As it turned out, Svetlana (as her name would be discovered later by Ravenna) had placed the “probe” of the “wand”—terms that sounded comically antithetical—on incorrectly, and the result was a particularly shoddy job. Though Ravenna was almost a hundred percent sure that Svetlana would have fucked it up even if she had correctly assembled the tool. In any case, what Ravenna was left with was skin that was permanently scarred. Worse still, after all of that effort and trauma, the pimples she had hoped to get rid of not only continued to attack her face, but she also kept having to endure that same damn phenomenon of one pimple beginning to go away just as another cropped up almost exactly in the same place. On the “bright side,” though, Ravenna did win a rather tidy sum of cash in the lawsuit.
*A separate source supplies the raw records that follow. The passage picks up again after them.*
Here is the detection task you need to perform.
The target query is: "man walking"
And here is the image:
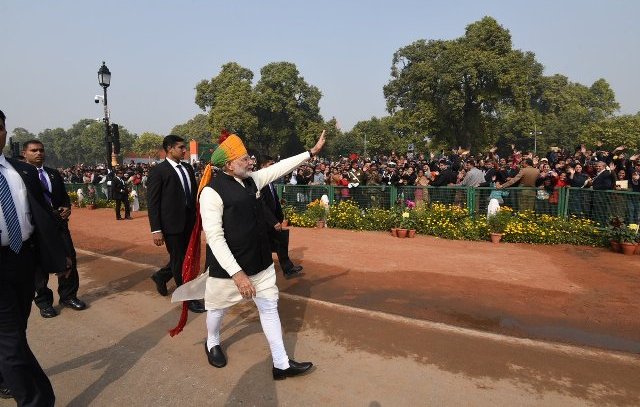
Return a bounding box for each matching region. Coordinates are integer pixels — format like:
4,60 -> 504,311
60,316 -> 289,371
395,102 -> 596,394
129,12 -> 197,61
0,110 -> 71,406
173,131 -> 325,380
259,156 -> 302,279
147,135 -> 204,312
496,158 -> 540,211
111,168 -> 132,220
22,140 -> 87,318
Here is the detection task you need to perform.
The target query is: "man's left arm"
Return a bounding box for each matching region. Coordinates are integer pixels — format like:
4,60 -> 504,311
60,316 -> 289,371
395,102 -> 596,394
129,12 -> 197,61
251,130 -> 326,189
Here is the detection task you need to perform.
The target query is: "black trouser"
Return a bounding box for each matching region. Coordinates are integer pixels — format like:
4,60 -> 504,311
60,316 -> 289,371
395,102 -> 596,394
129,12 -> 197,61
269,229 -> 293,273
0,243 -> 55,406
115,197 -> 131,219
157,228 -> 192,286
34,221 -> 80,309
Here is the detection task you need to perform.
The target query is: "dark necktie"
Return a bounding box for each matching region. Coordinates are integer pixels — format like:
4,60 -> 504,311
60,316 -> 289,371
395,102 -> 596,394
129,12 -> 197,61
38,168 -> 51,205
269,183 -> 280,210
0,167 -> 22,254
176,164 -> 191,207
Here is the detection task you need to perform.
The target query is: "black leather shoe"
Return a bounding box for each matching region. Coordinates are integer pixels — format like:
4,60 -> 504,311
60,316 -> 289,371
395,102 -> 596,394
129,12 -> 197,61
151,273 -> 169,297
40,306 -> 58,318
60,297 -> 87,311
204,341 -> 227,368
273,359 -> 313,380
189,300 -> 206,314
0,386 -> 13,399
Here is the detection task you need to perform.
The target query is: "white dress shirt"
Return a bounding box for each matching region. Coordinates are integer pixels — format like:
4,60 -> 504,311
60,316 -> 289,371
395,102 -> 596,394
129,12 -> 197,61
167,158 -> 193,196
0,154 -> 33,246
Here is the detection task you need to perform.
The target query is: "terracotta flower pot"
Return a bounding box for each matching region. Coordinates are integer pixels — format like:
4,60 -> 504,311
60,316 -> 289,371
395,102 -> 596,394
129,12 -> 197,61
609,240 -> 622,253
620,243 -> 636,256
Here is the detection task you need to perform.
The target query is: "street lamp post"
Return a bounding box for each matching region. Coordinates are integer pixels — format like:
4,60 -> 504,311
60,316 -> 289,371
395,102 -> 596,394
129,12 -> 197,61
96,61 -> 118,169
529,123 -> 542,154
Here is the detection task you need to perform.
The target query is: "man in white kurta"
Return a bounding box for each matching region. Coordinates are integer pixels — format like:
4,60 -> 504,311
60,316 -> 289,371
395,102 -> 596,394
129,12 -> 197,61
172,132 -> 325,380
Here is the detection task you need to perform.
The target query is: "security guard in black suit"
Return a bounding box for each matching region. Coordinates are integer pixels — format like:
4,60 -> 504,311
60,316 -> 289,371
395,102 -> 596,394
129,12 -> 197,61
259,156 -> 302,279
22,140 -> 87,318
0,111 -> 71,406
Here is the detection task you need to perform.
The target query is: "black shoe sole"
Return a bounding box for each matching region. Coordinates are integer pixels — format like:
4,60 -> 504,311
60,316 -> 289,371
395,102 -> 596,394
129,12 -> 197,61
149,274 -> 169,297
204,342 -> 227,369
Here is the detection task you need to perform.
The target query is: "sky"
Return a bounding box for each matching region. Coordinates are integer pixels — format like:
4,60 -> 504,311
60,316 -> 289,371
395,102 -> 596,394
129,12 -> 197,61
0,0 -> 640,139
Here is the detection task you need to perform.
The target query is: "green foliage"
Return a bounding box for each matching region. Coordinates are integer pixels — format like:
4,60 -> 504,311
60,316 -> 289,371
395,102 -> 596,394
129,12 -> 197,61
502,211 -> 606,246
579,114 -> 640,150
196,62 -> 324,156
283,206 -> 317,228
380,17 -> 620,151
384,17 -> 543,150
133,132 -> 162,159
2,127 -> 36,157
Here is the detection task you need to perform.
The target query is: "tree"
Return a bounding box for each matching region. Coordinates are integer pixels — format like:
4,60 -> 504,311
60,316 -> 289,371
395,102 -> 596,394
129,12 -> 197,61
133,131 -> 164,159
171,113 -> 214,143
251,62 -> 323,155
577,113 -> 640,151
3,127 -> 36,156
38,127 -> 67,167
538,75 -> 619,148
384,17 -> 542,150
196,62 -> 258,139
196,62 -> 324,156
53,119 -> 135,166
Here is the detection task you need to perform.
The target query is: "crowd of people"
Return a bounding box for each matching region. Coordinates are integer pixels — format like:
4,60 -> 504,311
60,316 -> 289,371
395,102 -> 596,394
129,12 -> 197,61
60,145 -> 640,223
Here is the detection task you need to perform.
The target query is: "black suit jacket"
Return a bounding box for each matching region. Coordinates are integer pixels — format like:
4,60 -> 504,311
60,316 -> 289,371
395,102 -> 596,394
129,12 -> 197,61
147,160 -> 198,234
43,167 -> 71,209
7,158 -> 67,274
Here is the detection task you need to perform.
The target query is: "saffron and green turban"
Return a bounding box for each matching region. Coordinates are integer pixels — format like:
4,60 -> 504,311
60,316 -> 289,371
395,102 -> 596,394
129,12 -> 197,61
211,131 -> 247,167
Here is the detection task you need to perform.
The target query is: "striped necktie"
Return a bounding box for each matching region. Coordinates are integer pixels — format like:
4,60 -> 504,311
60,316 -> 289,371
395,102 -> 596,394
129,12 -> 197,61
0,168 -> 22,254
38,168 -> 51,205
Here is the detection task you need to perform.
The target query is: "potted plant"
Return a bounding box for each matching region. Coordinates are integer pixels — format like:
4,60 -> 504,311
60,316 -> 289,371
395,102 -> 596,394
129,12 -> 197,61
628,223 -> 640,254
606,216 -> 626,253
487,210 -> 511,243
87,185 -> 97,210
618,226 -> 638,256
397,211 -> 416,237
282,205 -> 296,228
305,199 -> 327,228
Though not enough to ensure that she never had to leave the house again and risk the inevitable looks and snickers that would get cast her way due to the cocktail hat and attached veil she wore to mitigate the appearance of her permanent scarring. Yes, as it turned out, pimples seemed positively princely to Ravenna in comparison to the facial woes she had to contend with now…and for the rest of her life. Surely, if she had just put up with the breakouts a, er, hair longer, they would have at least stopped by the time she was in her sixties. But instead, these electrolysis scars would endure until her dying day.